Kommentar zum Remis in England

Der chaotische 3:3-Auftritt von Wembley nährt die Zweifel

Die DFB-Elf rettete am Ende immerhin noch ein Remis.

Die DFB-Elf rettete am Ende immerhin noch ein Remis. Getty Images

Zum Stimmungs-Endspiel mit Blick auf die WM war der Klassiker im Wembleystadion erkoren worden. Da die Engländer bereits als Absteiger in der Nations League feststanden und die deutsche Mannschaft nicht mehr Gruppensieger werden konnte, hatte dieses auf dem Papier unbedeutend gewordene Match für beide Teams vor allem eine psychologische Bedeutung.

Nach zwei grundverschiedenen Halbzeiten stand ein 3:3 auf der Anzeigentafel, das sich diesbezüglich für beide Seiten wie eine Niederlage anfühlte. Für die Engländer, weil sie ein Spiel gedreht und nach einem krassen Torwartfehler kurz vor Schluss doch wieder aus der Hand gegeben hatten. Und noch mehr für die DFB-Belegschaft um Hansi Flick, weil sie das Spiel nach einer 2:0-Führung nicht nach Hause gebracht und stattdessen geradezu naiv die Führung wieder abgeschenkt hatte.

Damit bleibt die deutsche Mannschaft in sechs der letzten sieben Spiele sieglos, sie ging in diesen sieben Spielen nur einmal beim 5:2 gegen eine italienische B-Formation als Sieger vom Platz.

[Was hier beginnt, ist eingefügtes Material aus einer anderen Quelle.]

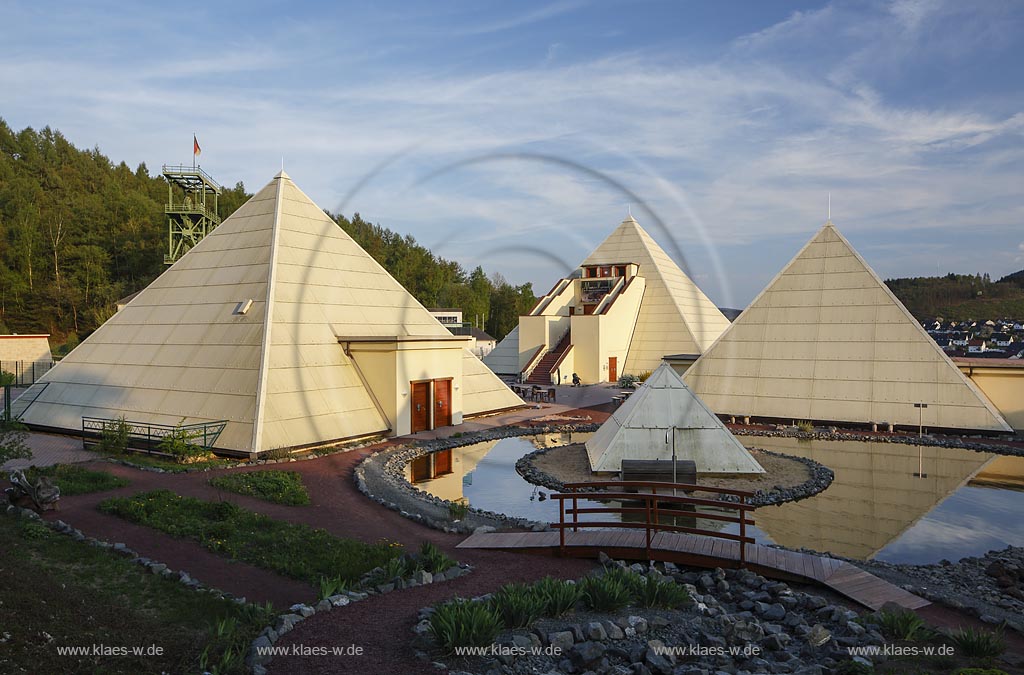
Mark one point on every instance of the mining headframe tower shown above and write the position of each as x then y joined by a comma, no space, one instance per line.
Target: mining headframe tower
190,209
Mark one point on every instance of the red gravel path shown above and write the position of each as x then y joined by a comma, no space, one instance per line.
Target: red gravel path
380,625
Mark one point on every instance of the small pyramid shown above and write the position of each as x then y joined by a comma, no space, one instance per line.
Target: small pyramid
258,325
826,340
639,427
675,315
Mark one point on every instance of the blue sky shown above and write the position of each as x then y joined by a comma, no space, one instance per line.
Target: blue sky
516,135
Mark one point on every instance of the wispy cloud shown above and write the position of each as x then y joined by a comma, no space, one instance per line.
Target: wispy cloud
733,148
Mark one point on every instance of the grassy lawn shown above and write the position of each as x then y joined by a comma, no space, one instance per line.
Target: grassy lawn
73,479
278,487
60,593
293,550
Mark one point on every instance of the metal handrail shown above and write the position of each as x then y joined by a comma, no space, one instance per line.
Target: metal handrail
153,433
192,170
534,362
192,208
652,510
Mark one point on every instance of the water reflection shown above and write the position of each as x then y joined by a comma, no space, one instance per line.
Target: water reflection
966,504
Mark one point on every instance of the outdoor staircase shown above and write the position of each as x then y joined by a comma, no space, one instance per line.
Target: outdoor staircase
542,372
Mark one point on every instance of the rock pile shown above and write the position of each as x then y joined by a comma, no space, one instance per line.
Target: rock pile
990,587
738,623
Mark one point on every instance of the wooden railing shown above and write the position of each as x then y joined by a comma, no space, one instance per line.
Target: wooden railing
655,504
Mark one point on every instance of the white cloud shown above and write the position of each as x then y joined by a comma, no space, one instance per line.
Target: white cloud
732,151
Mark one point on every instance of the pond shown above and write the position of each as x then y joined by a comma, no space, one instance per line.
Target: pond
879,506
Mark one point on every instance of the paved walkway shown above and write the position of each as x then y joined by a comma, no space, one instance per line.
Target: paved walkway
49,449
572,403
382,626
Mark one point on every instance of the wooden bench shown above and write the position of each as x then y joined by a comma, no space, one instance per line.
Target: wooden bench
658,470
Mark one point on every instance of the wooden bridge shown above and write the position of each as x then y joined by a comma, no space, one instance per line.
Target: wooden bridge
659,537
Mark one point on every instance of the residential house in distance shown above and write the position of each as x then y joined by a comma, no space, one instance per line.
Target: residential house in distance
451,318
826,340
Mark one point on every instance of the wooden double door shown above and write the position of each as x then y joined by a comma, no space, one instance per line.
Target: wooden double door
431,404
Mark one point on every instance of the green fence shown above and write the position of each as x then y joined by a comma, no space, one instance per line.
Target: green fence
146,435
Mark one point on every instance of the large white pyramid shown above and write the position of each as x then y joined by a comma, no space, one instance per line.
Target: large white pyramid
826,340
675,315
247,328
639,430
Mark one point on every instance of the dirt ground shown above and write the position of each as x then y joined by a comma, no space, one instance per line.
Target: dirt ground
569,464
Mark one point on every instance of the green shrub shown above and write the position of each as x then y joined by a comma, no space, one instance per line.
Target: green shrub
278,487
332,586
74,479
458,510
559,596
627,381
978,643
290,549
114,436
461,623
178,444
276,454
13,435
652,592
517,604
605,593
903,625
433,559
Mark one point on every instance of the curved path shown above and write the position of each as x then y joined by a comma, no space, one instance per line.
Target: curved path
382,625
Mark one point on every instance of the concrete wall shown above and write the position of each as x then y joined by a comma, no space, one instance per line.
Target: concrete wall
389,369
542,330
598,337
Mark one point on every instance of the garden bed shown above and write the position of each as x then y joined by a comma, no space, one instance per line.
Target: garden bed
292,550
278,487
664,620
74,479
107,600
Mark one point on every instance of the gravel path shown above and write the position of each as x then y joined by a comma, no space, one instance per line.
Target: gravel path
381,625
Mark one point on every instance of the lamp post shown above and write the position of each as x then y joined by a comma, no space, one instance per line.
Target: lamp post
921,418
670,436
921,433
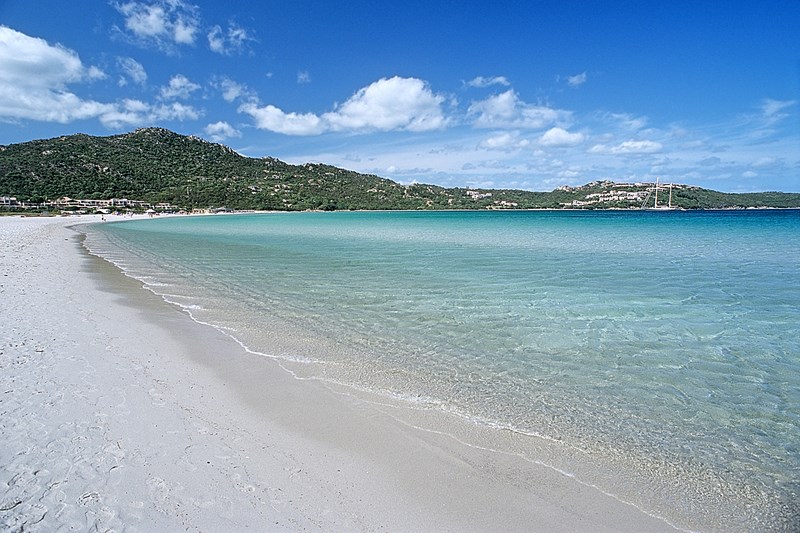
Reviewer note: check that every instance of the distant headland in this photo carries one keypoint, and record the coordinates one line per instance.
(154, 168)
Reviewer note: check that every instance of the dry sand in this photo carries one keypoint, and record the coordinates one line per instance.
(118, 412)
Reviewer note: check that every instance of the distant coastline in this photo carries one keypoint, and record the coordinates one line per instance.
(156, 169)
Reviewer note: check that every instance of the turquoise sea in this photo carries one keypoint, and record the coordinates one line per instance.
(653, 355)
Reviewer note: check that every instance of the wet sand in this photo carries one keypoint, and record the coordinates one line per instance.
(117, 411)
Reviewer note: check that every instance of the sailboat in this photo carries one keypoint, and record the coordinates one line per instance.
(655, 206)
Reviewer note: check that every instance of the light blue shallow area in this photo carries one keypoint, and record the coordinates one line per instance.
(676, 334)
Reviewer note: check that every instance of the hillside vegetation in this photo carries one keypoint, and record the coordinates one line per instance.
(157, 165)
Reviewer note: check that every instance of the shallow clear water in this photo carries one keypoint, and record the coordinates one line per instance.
(669, 340)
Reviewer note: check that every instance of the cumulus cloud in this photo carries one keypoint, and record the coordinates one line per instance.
(160, 23)
(506, 110)
(504, 141)
(274, 119)
(387, 104)
(228, 41)
(773, 111)
(219, 131)
(34, 79)
(481, 82)
(555, 137)
(179, 87)
(130, 113)
(131, 70)
(628, 147)
(577, 80)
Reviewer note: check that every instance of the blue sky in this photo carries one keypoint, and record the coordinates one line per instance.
(529, 95)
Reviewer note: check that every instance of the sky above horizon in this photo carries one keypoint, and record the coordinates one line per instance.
(532, 95)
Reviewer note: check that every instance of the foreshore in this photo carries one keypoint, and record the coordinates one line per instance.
(118, 412)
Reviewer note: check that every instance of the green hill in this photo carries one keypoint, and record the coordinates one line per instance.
(157, 165)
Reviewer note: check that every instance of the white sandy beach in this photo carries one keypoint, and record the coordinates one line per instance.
(118, 412)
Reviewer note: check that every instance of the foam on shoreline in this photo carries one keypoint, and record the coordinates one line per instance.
(121, 412)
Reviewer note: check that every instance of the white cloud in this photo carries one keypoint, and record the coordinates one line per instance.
(131, 69)
(390, 104)
(556, 137)
(387, 104)
(506, 110)
(130, 113)
(273, 119)
(504, 141)
(179, 87)
(577, 80)
(232, 91)
(628, 147)
(228, 41)
(773, 110)
(482, 82)
(162, 23)
(34, 76)
(219, 131)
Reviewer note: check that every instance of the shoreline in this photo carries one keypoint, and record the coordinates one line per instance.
(172, 424)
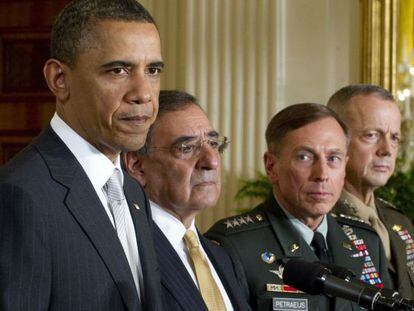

Das ist wahrlich kein Mutmacher für die WM. Vielmehr nährte die deutsche Mannschaft mit einem erst mutlosen und in der zweiten Halbzeit geradezu chaotischen Wembley-Auftritt viele Zweifel. Die nach dem Ungarn-Spiel (0:1) geforderte Reaktion blieb beim Sicherheits-Ballgeschiebe in der ersten Halbzeit aus, danach folgten 25 starke Minuten und ein totaler Einbruch nach Englands Anschlusstreffer.

Wer bei der WM eine bedeutende Rolle spielen möchte, darf einen Zwei-Tore-Vorsprung nicht so leichtfertig wieder aus der Hand geben, der darf sich nicht so leicht den Schneid abkaufen lassen. Wenn man schon gegen einen solch angeknockten Gegner, wie ihn die Engländer zu diesem Zeitpunkt vor befremdlich stillen Fans verkörperten, derart leicht ins Wanken gerät, wie will man in Katar gegen formstarke Konkurrenz wie beispielsweise Brasilien oder Argentinien bestehen?

Zum ersten Mal drei Gegentore unter Flick

Flick sieht dies ebenso, die Enttäuschung war dem Bundestrainer in den Minuten nach dem Abpfiff ins Gesicht geschrieben. Zum ersten Mal in seiner Amtszeit musste er drei Gegentreffer erklären, mehr Gegentore kassierte eine DFB-Auswahl zuletzt vor knapp zwei Jahren in Sevilla bei der legendären 0:6-Klatsche gegen Spanien. Der etatmäßige und diesmal gesperrte Abwehrchef Antonio Rüdiger wurde schmerzlich vermisst, der international noch unerfahrene Nico Schlotterbeck präsentierte sich nicht nur beim plumpen Elfmeter-Foul als arg unbedarfter Ersatz.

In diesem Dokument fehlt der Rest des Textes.